Baker's subcommittee focused on the recent federal indictment of the Milberg Weiss Bershad & Schulman law firm in connection with class-action lawsuits. The firm in recent years has contributed $2.78 million to Democratic candidates and $22,000 to Republicans.
The Financial Services Committee's top two Democrats -- Barney Frank of Massachusetts and Paul Kanjorski of Pennsylvania -- vigorously objected to a federal judge testifying about current defendants in a federal prosecution. Vaughn R. Walker, chief district judge for Northern California, gave the subcommittee his views on the indictments and Baker's legislation.
NO DIRTY TRICKS
Independent, pro-labor candidate Bill Scheurer remained on the ballot after last Monday's deadline without challenge in the Chicago suburban congressional district where freshman Democratic Rep. Melissa Bean is a priority Republican target for 2006.
It had been widely expected that state House Speaker Mike Madigan, the Illinois Democratic chairman, would challenge Scheurer collection of the necessary 14,000 petition signatures for ballot access. Scheurer had filed a lawsuit alleging dirty tricks by Madigan and other Democratic leaders.

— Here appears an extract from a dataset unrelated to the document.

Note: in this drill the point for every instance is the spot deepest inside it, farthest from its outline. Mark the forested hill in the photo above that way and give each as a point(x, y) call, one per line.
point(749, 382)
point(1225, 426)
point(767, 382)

Bean was the most spectacular Democratic winner in the 2004 elections with a victory over Phil Crane, the senior Republican member of the House. She had considerable labor support in that campaign, but she lost Teamsters and state AFL-CIO backing after reneging on her campaign commitment to oppose the Central American Free Trade Agreement (CAFTA). Labor votes switching over to Scheurer would benefit the Republican candidate, investment banker David McSweeney.